Tourists are expected to be prime customers, but local residents out for a quick errand or commute also are targets.
“We have a higher share of bike ridership for commuting to work than Arlington has,” council member Rob Krupicka (D) said last month when the idea was raised to the council. “The Eisenhower Valley to the east, and West End is where this pent-up demand for non-car transportation is.”
When the network was launched in Washington and Arlington 11 months ago, with 1,100 bikes at 110 stations, officials expected 6,000 people to buy the $75 annual membership within the first year. Instead, that benchmark was reached in six months, then doubled when the network offered a half-price promotion. Capital Bikeshare now claims 70,000 daily and weekly memberships (costing $5 or $15, respectively) and 15,000 annual memberships, generating 1 million rides.
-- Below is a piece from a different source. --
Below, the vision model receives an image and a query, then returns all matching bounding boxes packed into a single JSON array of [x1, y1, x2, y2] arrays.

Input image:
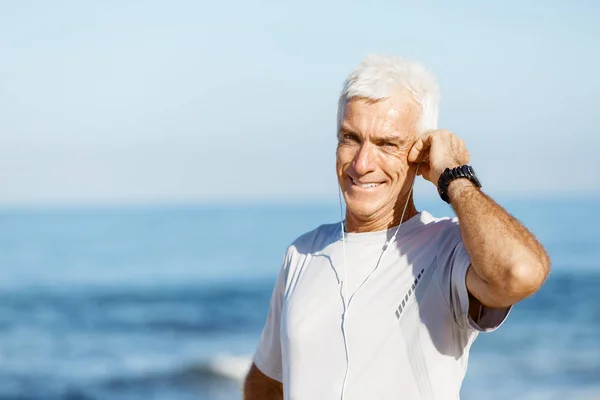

Alexandria expects similar success. Between 40,000 and 50,000 bike trips are expected in the first year, which officials think will eliminate hundreds or thousands of single-occupancy car trips.
The cost of setting up and operating the network the first year would be covered by $400,000 in federal transportation funds, and revenues from the rental bikes are expected to help defray most of the cost of the program the second year, as has been the case in the District and Arlington. In addition, some Alexandria employers are asking about covering the capital and operating costs of a station in exchange for promotion.
For users, the first 30 minutes of every ride is free, and daily memberships can be purchased at any station, while longer memberships can be bought online or by phone. A rider could pick up a bike in Old Town and travel to downtown Washington, leaving it at any Capital Bikeshare station.
City staff said if the council approves the proposals, they would coordinate with citizens’ groups and other stakeholders to determine where the bike stations would be placed, most likely on city or Washington Metropolitan Transportation Authority property. More than 30 individuals and groups have contacted the council to ask the city to join the network.